Nelle opere di Talotta, anche nelle sue prime impronte di pneumatici su tela, che l’artista creava facendo realmente camminare la propria automobile sulla superficie immacolata del supporto, si ravvisa dunque la storia essenziale della pittura di ogni epoca. Una storia di un gesto mentale incarnatosi in una materia, in forme e colori che sono quello che appaiono e che raccontano un’altra storia, più intima, privata, utopica perché senza luogo reale se non quello recluso dello studio del pittore e del suo immaginario poetico e lirico. Una pittura povera quella di Talotta ma non povera pittura che vuole essere compatita, bensì contemplata con uno sguardo che appartiene più all’occhio di un mistico che a quello di un esteta, come inconsciamente credo testimoni la forma di dittico che Talotta ha dato a molte delle sue opere più recenti.
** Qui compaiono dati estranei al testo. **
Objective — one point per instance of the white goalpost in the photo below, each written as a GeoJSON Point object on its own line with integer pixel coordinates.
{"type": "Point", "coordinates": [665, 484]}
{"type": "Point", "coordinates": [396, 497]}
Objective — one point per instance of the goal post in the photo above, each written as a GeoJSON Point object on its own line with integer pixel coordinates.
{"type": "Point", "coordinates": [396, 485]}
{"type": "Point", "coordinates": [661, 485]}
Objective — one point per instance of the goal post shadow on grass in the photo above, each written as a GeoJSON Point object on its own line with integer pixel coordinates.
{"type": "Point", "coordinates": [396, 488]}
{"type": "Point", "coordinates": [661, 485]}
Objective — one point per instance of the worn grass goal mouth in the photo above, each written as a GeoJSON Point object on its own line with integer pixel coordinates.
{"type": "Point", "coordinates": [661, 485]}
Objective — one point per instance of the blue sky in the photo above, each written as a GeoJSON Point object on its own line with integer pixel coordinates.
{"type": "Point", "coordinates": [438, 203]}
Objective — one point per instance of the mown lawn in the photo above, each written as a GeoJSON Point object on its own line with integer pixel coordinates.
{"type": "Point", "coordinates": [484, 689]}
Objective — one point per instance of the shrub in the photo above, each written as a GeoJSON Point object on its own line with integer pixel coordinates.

Del resto il santo Graal, la mitica coppa nella quale si è racchiuso e simboleggiato uno dei dogmi più straordinari e complessi della fede cristiana, non poteva certo essere un calice d’oro tempestato di diamanti, bensì una povera coppa di legno consumata dal tempo e che il tempo ha preservato intatta nel suo mistero e nella sua irraggiungibilità.
Marco Tonelli, presentazione mostra antologica – Dai “Tracciati Urbani”1979 ai “Dittici” 2011, 21 aprile/13 maggio 2012, Palazzo degli Alessandri, Viterbo.